In Porto, there is a general lack of drunken people stumbling around streets after a boozing party in the city.
As everywhere, there are some areas in Porto that are best avoided at night.
Such is Bairro Pinheiro Torres – which ha become the “newest” drug infected problem neighborhood of Porto. In 2008 there were some homicides there due to drug trafficking. You really want to say out of this area.
Also, bear in mind that Portugal is not a pickpockets-free country, and that they tend to roam around the city and tourist-frequented areas.
Be careful with your valuables and keep them in a safe place.
The most usual places where they operate are crowded train stations, airports and shopping areas.
If you’re using the subway, make sure you sit next to someone and avoid empty carriages.
Pickpockets trying to steal any type of purse, luggage or shopping bag is a serious issue, and there is even a voice message reminding people of this in most metro and train stations.
- Visas - For many countries, visas are not required for any stays shorter than 90 days. Any longer than that, you might have to obtain a visa. Make sure your passport is valid for at least six months from your planned date of return. If you are not sure about your visa status, contact your local Portuguese embassy for further information.
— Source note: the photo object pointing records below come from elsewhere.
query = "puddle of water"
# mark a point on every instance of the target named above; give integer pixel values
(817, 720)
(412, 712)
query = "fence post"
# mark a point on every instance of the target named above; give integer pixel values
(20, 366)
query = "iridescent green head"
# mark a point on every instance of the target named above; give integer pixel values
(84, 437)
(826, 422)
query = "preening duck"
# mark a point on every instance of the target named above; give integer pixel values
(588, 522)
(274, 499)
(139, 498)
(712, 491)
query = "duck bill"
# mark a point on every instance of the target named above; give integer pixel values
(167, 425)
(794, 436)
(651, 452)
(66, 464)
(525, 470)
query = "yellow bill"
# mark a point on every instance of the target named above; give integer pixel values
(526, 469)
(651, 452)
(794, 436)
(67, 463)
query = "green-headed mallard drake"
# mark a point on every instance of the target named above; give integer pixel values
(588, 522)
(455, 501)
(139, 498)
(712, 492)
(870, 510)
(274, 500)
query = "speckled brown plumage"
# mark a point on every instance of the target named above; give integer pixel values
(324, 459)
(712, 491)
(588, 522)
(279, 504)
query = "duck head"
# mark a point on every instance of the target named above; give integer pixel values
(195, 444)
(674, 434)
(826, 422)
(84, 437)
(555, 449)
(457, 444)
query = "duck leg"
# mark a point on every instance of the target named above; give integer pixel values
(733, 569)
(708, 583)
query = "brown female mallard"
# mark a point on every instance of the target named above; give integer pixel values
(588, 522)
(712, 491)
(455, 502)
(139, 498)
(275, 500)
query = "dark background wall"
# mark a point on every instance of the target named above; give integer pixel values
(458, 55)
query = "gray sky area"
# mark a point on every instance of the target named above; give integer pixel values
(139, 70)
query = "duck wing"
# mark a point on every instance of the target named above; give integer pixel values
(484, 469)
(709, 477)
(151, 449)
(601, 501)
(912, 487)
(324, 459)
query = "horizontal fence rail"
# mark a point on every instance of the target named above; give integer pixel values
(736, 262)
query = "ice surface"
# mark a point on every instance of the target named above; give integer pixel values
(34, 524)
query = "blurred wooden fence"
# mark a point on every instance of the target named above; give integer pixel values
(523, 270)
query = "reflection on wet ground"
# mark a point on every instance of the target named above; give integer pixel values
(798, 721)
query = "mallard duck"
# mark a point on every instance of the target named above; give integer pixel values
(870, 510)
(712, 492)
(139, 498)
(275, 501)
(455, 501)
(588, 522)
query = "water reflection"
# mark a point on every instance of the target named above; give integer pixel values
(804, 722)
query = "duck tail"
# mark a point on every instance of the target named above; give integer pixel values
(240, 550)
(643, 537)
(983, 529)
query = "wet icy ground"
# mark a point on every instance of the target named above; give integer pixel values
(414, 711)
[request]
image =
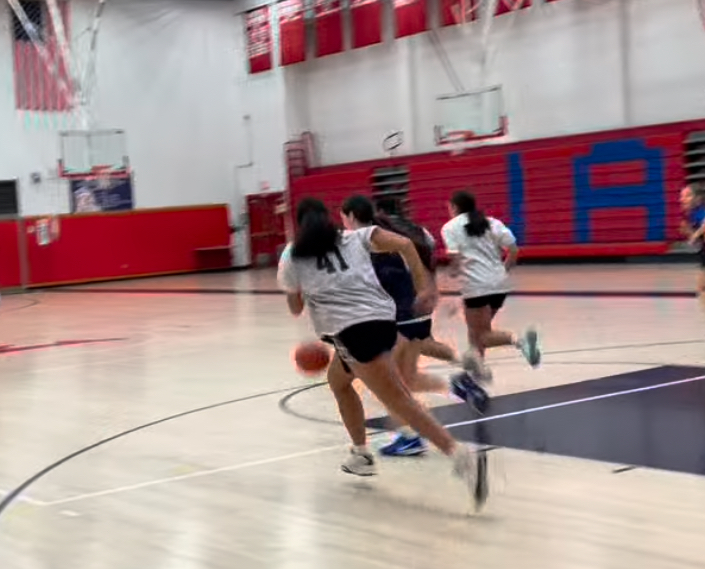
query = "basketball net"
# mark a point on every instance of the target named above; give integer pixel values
(103, 177)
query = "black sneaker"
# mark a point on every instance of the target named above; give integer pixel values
(469, 390)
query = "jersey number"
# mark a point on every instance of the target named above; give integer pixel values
(325, 264)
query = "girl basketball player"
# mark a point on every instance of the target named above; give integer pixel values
(476, 245)
(693, 227)
(394, 276)
(330, 272)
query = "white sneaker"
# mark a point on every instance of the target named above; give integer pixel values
(471, 467)
(360, 463)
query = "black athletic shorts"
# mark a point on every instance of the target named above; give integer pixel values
(417, 330)
(494, 301)
(364, 342)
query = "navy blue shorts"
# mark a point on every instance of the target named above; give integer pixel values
(364, 342)
(417, 330)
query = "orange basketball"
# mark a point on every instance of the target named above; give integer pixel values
(312, 358)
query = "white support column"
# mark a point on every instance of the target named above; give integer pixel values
(88, 77)
(486, 21)
(408, 95)
(625, 63)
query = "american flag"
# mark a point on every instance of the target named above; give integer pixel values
(42, 80)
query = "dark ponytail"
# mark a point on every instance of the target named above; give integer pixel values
(477, 224)
(316, 234)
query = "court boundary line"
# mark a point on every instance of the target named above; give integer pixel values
(320, 450)
(17, 493)
(546, 293)
(575, 402)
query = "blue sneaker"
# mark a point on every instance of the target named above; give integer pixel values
(469, 390)
(529, 346)
(404, 446)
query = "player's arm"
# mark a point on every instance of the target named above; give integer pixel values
(697, 234)
(288, 281)
(685, 229)
(506, 240)
(452, 247)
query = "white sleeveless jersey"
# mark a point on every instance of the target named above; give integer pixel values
(481, 265)
(341, 289)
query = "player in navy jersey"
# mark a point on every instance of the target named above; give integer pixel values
(414, 329)
(330, 273)
(693, 227)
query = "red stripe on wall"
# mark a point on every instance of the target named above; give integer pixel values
(507, 6)
(366, 16)
(454, 12)
(329, 27)
(410, 17)
(292, 32)
(259, 39)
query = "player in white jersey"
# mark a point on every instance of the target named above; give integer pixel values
(330, 272)
(482, 251)
(358, 212)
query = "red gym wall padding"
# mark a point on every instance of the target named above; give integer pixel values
(258, 30)
(105, 246)
(329, 27)
(10, 263)
(611, 193)
(292, 32)
(366, 17)
(410, 17)
(507, 6)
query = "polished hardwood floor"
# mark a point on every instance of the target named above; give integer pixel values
(159, 423)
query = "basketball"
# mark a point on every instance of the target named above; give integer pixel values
(311, 358)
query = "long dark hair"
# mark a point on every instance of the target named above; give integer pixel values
(465, 202)
(363, 210)
(316, 234)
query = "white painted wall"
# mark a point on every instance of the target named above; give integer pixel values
(171, 73)
(567, 67)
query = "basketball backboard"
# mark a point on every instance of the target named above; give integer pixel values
(82, 151)
(470, 116)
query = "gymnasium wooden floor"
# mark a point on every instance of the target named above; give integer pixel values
(159, 424)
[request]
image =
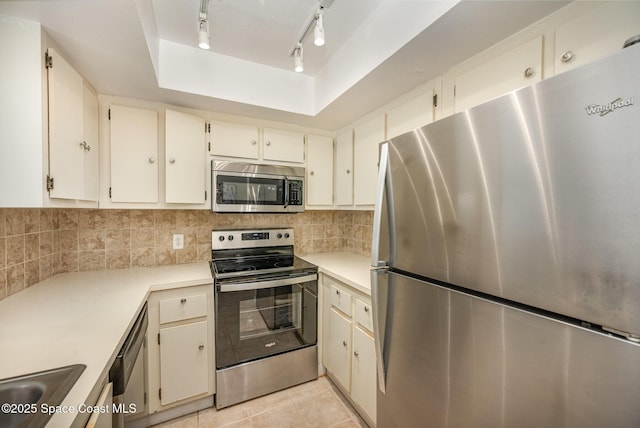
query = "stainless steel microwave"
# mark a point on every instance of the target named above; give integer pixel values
(245, 187)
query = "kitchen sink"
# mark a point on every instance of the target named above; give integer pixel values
(26, 399)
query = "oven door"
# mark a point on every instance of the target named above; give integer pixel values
(258, 319)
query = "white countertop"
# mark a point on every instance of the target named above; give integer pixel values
(352, 269)
(81, 318)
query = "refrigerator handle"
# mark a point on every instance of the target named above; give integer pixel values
(379, 300)
(383, 195)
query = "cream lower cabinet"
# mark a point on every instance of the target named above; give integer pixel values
(180, 349)
(348, 346)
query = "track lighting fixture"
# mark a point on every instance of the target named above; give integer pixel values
(318, 31)
(316, 22)
(203, 25)
(298, 65)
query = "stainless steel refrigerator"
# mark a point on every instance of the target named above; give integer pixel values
(506, 253)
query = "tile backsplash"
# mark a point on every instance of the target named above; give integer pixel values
(36, 244)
- Currency - Europe is the official currency in Porto. ATMs are widely available and credit cards accepted in most establishments throughout the city.
- Weather - Porto has a mild, oceanic climate and is colder than Lisbon and the Algarve. The average temperature in winter is about 14ºC and in summer it's around 25ºC.
- Airports - Francisco Sá Carneiro Airport is an international airport near Porto. It is located 11 km, northwest of the Clérigos Tower in the centre of Porto.
- Travel Insurance - Just like anywhere else, we recommend getting travel insurance when traveling to Porto, since it covers not only the costs of medical problems, but also theft and loss of valuables.